Grilling fish (or heck, even baking fish) can be intimidating. Will it taste too ‘fishy,’ or be too overcooked?
I get it. That’s why I’m confident you’ll LOVE this easy recipe!
It’s so simple—with basic ingredients + unbelievably easy instructions. Use this recipe with fresh fish from the market, or frozen tilapia filets from the grocery store if you’re far from a coast. It’s delicious either way. (And if you want tips on buying fish when you’re not living oceanside? Check out this story to help your search!
Top grilled fish with a peach or mango salsa, and serve with sides of rice and grilled veggies for a perfect summer dinner. Add a glass of excellent chardonnay for pure supper perfection.
- ½ cup extra virgin olive oil
- 2 teaspoons minced garlic
- 2 teaspoons dried basil
- 2 teaspoons pepper
- 1 teaspoon salt
- 4 tilapia filets
- Rinse tilapia filets and pat dry with a paper towel.

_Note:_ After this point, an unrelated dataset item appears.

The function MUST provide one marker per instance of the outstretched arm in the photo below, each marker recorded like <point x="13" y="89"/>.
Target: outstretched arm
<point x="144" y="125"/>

- Mix remaining ingredients. Place in gallon-sized Ziploc bag; add filets to bag. Seal and marinate in refrigerator for at least an hour (I prefer 2-3 hours).
- Tear four separate squares of aluminum foil.
- Remove tilapia from marinade, wrapping each tilapia filet individually in aluminum foil.
- Grill over medium heat, 4 minutes per side.